The Politics of Islam in the Sahel


Book Description

‘Ideologies need enemies to thrive, religion does not’. Using the Sahel as a source of five comparative case studies, this volume aims to engage in the painstaking task of disentangling Islam from the political ideologies that have issued from its theologies to fight for governmental power and the transformation of society. While these ideologies tap into sources of religious legitimacy, the author shows that they are fundamentally secular or temporal enterprises, defined by confrontation with other political ideologies–both progressive and liberal–within the arena of nation states. Their objectives are the same as these other ideologies, i.e., to harness political power for changing national societies, and they resort to various methods of persuasion, until they break down into violence. The two driving questions of the book are, whence come these ideologies, and why do they–sometimes–result in violence? Ideologies of Salafi radicalism are at work in the five countries of the Sahel region, Burkina Faso, Mali, Niger, (Northern) Nigeria and Senegal, but violence has broken out only in Mali and Northern Nigeria. Using a theoretical framework of ideological development and methods of historical analysis, Idrissa traces the emergence of Salafi radicalism in each of these countries as a spark ignited by the shock between concurrent processes of Islamization and colonization in the 1940s. However, while the spark eventually ignited a blaze in Mali and Nigeria, it has only led to milder political heat in Niger and Senegal and has had no burning effect at all in Burkina Faso. By meticulously examining the development of Salafi radicalism ideologies over time in connection with developments in national politics in each of the countries, Idrissa arrives at compelling conclusions about these divergent outcomes.
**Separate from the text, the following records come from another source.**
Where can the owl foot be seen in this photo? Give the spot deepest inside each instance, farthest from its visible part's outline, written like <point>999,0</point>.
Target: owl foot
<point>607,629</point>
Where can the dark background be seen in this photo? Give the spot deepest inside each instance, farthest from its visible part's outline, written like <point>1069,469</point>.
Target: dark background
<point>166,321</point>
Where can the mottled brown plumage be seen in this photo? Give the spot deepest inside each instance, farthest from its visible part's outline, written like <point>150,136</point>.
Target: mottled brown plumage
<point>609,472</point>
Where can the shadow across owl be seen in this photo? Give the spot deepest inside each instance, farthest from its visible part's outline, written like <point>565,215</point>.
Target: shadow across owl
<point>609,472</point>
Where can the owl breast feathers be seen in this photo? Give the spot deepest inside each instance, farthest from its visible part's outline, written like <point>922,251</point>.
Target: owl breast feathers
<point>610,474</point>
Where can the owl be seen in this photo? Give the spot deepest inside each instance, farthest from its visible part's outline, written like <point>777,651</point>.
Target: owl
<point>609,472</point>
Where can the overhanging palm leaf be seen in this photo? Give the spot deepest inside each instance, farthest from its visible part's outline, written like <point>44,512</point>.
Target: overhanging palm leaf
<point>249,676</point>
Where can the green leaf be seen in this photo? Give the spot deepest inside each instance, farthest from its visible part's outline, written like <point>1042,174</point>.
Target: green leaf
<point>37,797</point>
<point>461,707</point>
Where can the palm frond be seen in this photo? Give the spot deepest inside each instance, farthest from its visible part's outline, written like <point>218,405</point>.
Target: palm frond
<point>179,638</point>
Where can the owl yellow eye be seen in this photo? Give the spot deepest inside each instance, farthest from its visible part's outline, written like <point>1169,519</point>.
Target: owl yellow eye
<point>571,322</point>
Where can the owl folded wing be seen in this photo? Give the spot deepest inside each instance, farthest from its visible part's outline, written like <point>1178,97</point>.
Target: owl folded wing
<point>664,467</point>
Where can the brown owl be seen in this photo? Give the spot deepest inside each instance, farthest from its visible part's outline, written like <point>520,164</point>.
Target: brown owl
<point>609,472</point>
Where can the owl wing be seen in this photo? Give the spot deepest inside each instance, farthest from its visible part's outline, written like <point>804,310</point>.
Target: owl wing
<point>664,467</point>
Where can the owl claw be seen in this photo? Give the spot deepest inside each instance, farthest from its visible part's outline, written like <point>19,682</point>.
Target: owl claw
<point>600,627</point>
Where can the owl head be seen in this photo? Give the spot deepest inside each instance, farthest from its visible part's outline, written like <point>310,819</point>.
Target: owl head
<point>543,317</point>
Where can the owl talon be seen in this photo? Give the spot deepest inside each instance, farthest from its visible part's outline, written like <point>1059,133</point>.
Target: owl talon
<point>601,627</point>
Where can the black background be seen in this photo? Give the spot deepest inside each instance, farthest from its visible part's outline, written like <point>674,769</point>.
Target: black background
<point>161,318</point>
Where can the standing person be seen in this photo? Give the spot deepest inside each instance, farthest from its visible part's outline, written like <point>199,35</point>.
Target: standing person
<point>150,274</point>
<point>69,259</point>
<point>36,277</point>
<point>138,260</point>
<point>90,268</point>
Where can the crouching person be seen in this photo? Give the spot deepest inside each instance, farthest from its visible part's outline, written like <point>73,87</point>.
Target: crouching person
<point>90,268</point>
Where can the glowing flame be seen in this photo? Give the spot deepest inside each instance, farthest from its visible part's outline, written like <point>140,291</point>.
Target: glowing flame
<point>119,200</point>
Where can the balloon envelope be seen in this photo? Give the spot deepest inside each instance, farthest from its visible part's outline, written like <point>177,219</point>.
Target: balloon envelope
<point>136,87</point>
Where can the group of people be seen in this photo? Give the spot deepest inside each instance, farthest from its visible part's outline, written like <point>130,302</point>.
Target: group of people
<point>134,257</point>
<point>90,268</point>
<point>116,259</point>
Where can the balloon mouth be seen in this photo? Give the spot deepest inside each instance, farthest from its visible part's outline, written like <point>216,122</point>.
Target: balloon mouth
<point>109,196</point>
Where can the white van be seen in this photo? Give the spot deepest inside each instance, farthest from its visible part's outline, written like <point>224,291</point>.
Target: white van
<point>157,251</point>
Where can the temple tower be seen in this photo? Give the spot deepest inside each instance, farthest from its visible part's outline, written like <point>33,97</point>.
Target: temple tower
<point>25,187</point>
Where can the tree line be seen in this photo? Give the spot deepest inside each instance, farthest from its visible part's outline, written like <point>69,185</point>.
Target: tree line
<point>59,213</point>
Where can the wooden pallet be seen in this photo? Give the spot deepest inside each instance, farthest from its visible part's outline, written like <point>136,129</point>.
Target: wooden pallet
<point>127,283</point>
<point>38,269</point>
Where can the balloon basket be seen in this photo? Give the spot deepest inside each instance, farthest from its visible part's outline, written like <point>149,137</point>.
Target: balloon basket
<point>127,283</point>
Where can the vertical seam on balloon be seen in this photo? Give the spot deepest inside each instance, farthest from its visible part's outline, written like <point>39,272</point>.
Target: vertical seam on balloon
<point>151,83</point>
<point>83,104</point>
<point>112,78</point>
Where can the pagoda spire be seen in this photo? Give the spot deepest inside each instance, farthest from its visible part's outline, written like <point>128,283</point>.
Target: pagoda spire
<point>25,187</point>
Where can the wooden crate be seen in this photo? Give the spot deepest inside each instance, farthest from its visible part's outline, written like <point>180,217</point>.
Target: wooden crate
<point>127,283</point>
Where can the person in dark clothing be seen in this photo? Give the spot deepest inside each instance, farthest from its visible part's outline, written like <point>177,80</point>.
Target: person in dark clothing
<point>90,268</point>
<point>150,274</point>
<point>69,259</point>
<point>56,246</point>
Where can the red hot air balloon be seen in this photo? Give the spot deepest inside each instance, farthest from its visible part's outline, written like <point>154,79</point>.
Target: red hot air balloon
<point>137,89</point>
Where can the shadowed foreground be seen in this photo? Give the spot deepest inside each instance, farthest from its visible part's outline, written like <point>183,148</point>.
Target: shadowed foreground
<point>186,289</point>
Given the many similarities between the countries studied, these divergences show, in particular, that history, the behaviour of state leaders and national sociologies matter–against assumptions of ‘natural’ contradictions between religion (Islam) and secularism or democracy. This volume offers a new perspective in discussions on ideology, which remains–as is shown here–the independent variable of many key contemporary political processes, either hidden in plain sight or disguised in a religious garb.